Reputation: 1568
I am trying to find the intersect of three dataframes, however the pd.intersect1d
does not like to use three dataframes.
import numpy as np
import pandas as pd
df1 = pd.DataFrame(np.random.randint(0,10,size=(10, 4)), columns=list('ABCD'))
df2 = pd.DataFrame(np.random.randint(0,10,size=(10, 4)), columns=list('BCDE'))
df3 = pd.DataFrame(np.random.randint(0,10,size=(10, 4)), columns=list('CDEF'))

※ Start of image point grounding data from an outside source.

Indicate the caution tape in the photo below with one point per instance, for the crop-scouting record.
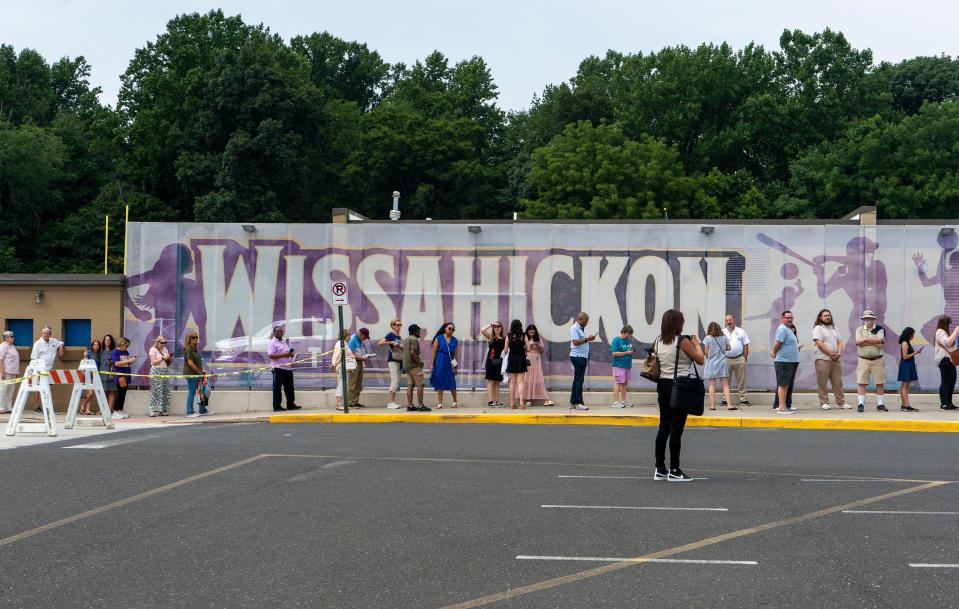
(231, 373)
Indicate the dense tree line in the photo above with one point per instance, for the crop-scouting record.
(219, 120)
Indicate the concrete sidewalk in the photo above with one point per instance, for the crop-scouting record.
(928, 419)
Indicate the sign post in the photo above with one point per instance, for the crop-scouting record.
(338, 288)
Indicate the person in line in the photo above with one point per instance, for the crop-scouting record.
(413, 364)
(579, 357)
(193, 365)
(715, 346)
(516, 364)
(945, 345)
(280, 353)
(46, 349)
(443, 375)
(825, 336)
(676, 353)
(358, 346)
(91, 353)
(907, 367)
(109, 382)
(737, 355)
(9, 370)
(535, 386)
(121, 362)
(785, 354)
(869, 346)
(622, 351)
(394, 359)
(493, 333)
(160, 360)
(336, 361)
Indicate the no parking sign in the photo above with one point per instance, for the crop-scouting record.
(338, 289)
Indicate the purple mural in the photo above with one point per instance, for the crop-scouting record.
(233, 286)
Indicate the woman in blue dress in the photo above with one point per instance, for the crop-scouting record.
(907, 367)
(443, 376)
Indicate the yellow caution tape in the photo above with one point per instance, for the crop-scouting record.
(232, 373)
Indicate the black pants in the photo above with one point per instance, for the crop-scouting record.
(122, 397)
(579, 375)
(947, 384)
(282, 379)
(671, 425)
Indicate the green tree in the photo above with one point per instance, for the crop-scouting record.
(590, 172)
(908, 169)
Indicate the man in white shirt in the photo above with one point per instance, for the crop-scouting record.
(48, 350)
(736, 357)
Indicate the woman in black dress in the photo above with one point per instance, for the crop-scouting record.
(516, 364)
(494, 362)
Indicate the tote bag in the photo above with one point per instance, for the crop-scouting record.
(689, 393)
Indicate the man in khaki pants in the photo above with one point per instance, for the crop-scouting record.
(869, 339)
(736, 358)
(828, 367)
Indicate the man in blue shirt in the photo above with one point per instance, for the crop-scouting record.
(785, 354)
(579, 356)
(355, 381)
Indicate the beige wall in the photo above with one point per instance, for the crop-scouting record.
(100, 302)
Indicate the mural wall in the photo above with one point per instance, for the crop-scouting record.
(233, 286)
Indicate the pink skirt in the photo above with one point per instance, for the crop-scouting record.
(535, 388)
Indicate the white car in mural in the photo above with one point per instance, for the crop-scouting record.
(309, 335)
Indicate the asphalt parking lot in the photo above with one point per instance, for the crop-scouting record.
(419, 516)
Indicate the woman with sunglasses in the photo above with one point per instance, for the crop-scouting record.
(443, 377)
(494, 362)
(394, 358)
(193, 364)
(160, 360)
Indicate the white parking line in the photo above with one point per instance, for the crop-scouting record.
(897, 512)
(618, 477)
(660, 560)
(848, 480)
(633, 507)
(118, 442)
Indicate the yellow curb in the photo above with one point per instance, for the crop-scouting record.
(620, 420)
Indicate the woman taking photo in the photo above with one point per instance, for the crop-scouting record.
(160, 360)
(443, 376)
(193, 364)
(676, 353)
(907, 367)
(945, 345)
(494, 362)
(109, 382)
(516, 364)
(535, 379)
(121, 362)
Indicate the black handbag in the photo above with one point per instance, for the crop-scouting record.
(689, 393)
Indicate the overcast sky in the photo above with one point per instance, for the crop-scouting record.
(527, 43)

inclusive_list = np.intersect1d(df1.columns, df2.columns, df3.columns)
Error:
ValueError: The truth value of a Index is ambiguous. Use a.empty, a.bool(), a.item(), a.any() or a.all().
The inclusive_list
should only include column names C & D. Any help would be appreciated. Thank you.
Upvotes: 4
Views: 9876
Reputation: 323306
You can using concat
pd.concat([df1.head(1),df2.head(1),df3.head(1)],join='inner').columns
Out[81]: Index(['C', 'D'], dtype='object')
Upvotes: 2
Reputation: 51155
Why your current approach doesn't work:
intersect1d
does not take N
arrays, it only compares 2.
numpy.intersect1d(ar1, ar2, assume_unique=False, return_indices=False)
You can see from the definition that you are passing the third array as the assume_unique
parameter, and since you are treating an array like a single boolean, you receive a ValueError
.
You can extend the functionality of intersect1d
to work on N
arrays using functools.reduce
:
from functools import reduce
reduce(np.intersect1d, (df1.columns, df2.columns, df3.columns))

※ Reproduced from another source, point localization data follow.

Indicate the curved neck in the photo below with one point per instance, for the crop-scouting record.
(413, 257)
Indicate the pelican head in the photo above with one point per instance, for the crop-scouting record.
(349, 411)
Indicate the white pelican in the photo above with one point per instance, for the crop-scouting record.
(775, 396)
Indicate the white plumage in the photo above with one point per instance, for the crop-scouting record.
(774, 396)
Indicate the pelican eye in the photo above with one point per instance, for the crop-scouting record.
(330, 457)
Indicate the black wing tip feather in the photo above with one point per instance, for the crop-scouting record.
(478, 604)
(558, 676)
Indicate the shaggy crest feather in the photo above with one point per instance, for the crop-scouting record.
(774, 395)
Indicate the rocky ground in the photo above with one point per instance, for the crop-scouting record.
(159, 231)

array(['C', 'D'], dtype=object)
A better approach
However, the easiest approach is to just use intersection on the Index
object:
df1.columns & df2.columns & df3.columns
Index(['C', 'D'], dtype='object')
Upvotes: 6
Reputation: 942
inclusive_list = np.intersect1d(np.intersect1d(df1.columns, df2.columns), df3.columns)

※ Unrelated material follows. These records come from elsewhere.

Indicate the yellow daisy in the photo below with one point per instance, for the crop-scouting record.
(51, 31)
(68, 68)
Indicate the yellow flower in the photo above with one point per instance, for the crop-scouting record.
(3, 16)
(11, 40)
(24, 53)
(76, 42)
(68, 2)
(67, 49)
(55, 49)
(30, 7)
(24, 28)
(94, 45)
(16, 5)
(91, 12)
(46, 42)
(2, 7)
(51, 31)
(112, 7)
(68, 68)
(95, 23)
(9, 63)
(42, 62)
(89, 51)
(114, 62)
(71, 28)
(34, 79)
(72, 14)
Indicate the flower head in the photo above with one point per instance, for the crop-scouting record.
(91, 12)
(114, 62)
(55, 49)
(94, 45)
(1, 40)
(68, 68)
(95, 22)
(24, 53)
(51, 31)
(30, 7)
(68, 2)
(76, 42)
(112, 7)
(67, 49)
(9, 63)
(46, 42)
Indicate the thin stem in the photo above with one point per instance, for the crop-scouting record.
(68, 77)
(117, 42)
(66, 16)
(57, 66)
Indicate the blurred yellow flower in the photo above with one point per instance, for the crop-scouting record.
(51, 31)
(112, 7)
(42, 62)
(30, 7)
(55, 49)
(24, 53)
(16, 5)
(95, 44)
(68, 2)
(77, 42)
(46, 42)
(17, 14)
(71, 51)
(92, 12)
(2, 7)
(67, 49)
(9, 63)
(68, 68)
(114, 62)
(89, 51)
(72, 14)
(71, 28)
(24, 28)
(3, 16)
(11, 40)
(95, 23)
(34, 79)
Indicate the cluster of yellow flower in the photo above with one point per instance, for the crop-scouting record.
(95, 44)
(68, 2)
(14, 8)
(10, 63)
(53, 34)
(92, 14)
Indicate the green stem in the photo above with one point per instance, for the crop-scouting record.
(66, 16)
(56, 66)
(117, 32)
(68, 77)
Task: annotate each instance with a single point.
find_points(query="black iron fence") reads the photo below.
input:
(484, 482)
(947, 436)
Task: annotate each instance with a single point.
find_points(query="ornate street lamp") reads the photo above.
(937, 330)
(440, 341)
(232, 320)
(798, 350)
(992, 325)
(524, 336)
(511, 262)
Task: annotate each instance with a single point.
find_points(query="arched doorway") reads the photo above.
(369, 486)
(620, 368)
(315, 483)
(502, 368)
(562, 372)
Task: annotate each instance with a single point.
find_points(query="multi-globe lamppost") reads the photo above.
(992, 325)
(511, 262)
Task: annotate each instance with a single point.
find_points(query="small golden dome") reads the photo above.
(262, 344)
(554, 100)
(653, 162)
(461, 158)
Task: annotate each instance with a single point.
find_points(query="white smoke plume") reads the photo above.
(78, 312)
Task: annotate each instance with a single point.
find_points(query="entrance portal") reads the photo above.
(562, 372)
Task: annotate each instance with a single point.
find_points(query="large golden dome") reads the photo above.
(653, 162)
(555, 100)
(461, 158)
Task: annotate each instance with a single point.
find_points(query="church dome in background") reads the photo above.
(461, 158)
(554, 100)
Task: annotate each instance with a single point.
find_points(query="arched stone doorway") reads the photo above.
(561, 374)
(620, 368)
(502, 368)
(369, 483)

Note that the arguments passed to np.intersect1d (https://docs.scipy.org/doc/numpy-1.15.0/reference/generated/numpy.intersect1d.html) are expected to be two arrays (ar1 and ar2).
Passing 3 arrays means that the assume_unique variable within the function is being set as an array (expected to be a bool).
You can also use simple native python set methods if you don't want to use numpy
inclusive_list = set(df1.columns).intersection(set(df2.columns)).intersection(set(df3.columns))
Upvotes: 0